Bilimsel gerçek: Cahil biriyle tartışmaya girersen, sonunda “Sen de haklısın” deyip sessizce uzaklaşırsın. Çünkü kazananı olmayan bir satranç turnuvasına deveyle katılmış gibi hissedersin.
2. Davet edilmediğin yerde bulunma, yoksa sandalye kalmaz sana!
Davet edilmeyen misafir, ev sahibinin “Ay keşke elektrikler gitse” duasıdır. Zaten o ortama girince herkesin bakışları “Bu kim?” diye soruyorsa, senin cevabın “Hiç kimse” olmasın.
Kendine yazık.
3. “Ayıp olmasın” diye kendine yapılan saygısızlığa sessiz kalma.
Birisi sana sözlü tokat atıyorsa, sen de gülümseyip “Ne kadar da becerikli tokat atıyor” deme. Çünkü bu iş ayıp meselesi değil, kişilik meselesidir. Ayıp olan susmak.
4. İstenmediğin gönülde gölgeni bile bırakma.
Sevgi karşılıklı olmalı, elektrik yoksa fişi zorlamanın manası da yok. Seni istemeyen gönle, “Ama ben LED ışık gibiyim” diye girmeye çalışma. Gölgen bile soğuk gelir.
5. Şaka kılığına girmiş saygısızlığı kabul etme, yoksa kendinle ilgili fıkraların baş kahramanı olursun.
“Şakaydı yahu, alınma!” lafını duyduysan, bilin ki ortada bir terbiyesizlik vardır. Şaka, güldürür. Bu sadece sinir bozar.

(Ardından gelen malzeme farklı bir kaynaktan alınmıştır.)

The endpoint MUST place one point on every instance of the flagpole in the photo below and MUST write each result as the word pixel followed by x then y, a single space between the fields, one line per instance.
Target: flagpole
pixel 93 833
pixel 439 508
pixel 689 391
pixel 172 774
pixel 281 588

6. İkiyüzlülerle yakınlık kurma, yoksa hangisiyle konuştuğunu anlamadan hayatı aynayla geçirirsin.
Bir yüzleri sana, diğer yüzleri herkese açık olan bu şahıslar, sosyal medyada bile filtreyle dolaşır. Sırtına dost, arkandan posta kutusu gibi davranırlar. Uzak dur, ruh sağlığın için.
Hayat kısa, enerjin sınırlı, sabrın zaten pamuk ipliğinde. O yüzden her şeyi herkese harcama. Biraz kendin için yaşa, biraz da gülerek… Yoksa üzülmek kaçınılmaz olur, hem de dram dizisinin final bölümü gibi.